Illustrations of the Problem of the One and the Many

Dictionary Illustration

“Consider, for our illustration, each individual word in the dictionary to be a member of the many. If we posit the One as ultimate, the result would be that the individual words of the dictionary would lose their distinct meaning, for the meaning of each word would be tied up with and reducible to the One. To paraphrase Musaseus, each word proceeds from the One and is resolved into the One. In effect, then, the individual words would simply be different ways of pronouncing the One. The whole dictionary would be absorbed into one single word whose meaning would be rationally incomprehensible because it would include everything, including all the opposites of the world. Good is the One. Evil is the One. Right and left, up and down, backwards and forwards, all are the One. Hated and love could not be ultimate distinguished. For that matter, hatred and bananas could not be ultimately distinguished. When every aspect of reality blends into a universal blob, meaning disappears.

One the otherhand, the ultimacy of the Many would mean that each word in the dictionary must be known by itself, without explanation in terms of the other words. If each word were ultimate, explanation in terms of higher categories or principles would be excluded, because nothing could exist above the individual words to bring them into relation. And since every member of the Many would be ultimate to itself, we would end up with a dictionary that could at best be nothing more than a list of words. With the fragmentation of the world into unrelatable and indefinable units, we would face the disintegration of meaning no less certainly than we would when we assert the ultimacy of the One.”
(24-25)

Politics Illustration

“Another illustration of the problem of the One and the Many comes from politics. In this case, the ultimacy of the One would mean the ultimacy of the state–statism. In the statist view, the individual is nothing more than a piece of the larger mechanism. When the state is conceived as being ultimate, then the individuals in the society would decide–or have decided for them–their jobs, their marriages, and the affairs of daily life in terms of the needs or demands of the state. In the end, only the state would count.

On the other hand, the ultimacy of the Many in politics means anarchy. Each individual man would be his own law, his own ultimate authority. Family, state, church, and other groups would have no authority or real significance. It could hardly be said that they would even exist, for every group would be nothing more than an acccidental, temporary conglomeration.
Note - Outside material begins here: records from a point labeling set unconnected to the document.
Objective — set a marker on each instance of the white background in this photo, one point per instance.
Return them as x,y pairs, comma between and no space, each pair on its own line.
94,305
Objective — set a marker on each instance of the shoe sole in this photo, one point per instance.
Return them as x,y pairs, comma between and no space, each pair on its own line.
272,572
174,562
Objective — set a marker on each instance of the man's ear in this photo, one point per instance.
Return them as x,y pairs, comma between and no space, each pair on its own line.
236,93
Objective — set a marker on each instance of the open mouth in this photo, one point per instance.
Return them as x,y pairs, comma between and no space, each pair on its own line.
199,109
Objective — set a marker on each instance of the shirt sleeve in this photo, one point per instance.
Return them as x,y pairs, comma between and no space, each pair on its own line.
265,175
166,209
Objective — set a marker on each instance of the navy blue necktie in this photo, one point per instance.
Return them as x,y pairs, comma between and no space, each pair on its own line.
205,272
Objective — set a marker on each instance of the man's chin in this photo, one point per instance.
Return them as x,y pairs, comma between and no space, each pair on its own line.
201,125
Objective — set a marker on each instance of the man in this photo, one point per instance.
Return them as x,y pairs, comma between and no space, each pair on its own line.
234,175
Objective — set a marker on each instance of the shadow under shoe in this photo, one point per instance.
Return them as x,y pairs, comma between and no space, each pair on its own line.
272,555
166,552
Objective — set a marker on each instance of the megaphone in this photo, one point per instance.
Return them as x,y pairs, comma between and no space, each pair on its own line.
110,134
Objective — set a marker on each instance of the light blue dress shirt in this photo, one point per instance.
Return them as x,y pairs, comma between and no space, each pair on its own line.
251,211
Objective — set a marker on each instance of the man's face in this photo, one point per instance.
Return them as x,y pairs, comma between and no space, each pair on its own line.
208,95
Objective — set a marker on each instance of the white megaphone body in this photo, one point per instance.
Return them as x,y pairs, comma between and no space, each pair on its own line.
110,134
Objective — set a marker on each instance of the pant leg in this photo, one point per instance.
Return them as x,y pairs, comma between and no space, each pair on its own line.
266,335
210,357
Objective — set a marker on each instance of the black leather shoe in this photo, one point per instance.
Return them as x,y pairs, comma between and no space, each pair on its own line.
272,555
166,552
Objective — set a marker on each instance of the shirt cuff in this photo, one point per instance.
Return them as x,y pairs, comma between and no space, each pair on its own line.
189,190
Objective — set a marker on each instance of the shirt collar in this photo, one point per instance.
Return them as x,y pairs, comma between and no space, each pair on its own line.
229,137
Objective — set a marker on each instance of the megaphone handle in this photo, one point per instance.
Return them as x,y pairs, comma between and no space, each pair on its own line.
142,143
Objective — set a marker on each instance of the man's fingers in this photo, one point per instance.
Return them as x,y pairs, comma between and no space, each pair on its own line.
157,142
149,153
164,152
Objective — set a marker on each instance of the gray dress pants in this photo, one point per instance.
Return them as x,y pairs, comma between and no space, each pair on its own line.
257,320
Groups would only appear to be a whole. In reality, they would be a mere amassment of individual, unrelated, and unrelatable fragments.

Whether we think, therefore, of the ultimacy of the One or of the Many, political philosophy is reduced to absurdity. Statism and anarchy both undermine the meaning of the state itself as well as the individual citizen. For neither an undifferentiated mass nor a host of isolated particles is capable of being rationally analyzed or structured. As we saw also from the illustration from language, the problem of the One and the Many in politics illustrates that what we need is a philosophy of life that allows for both the One and the Many to have ultimate meaning.”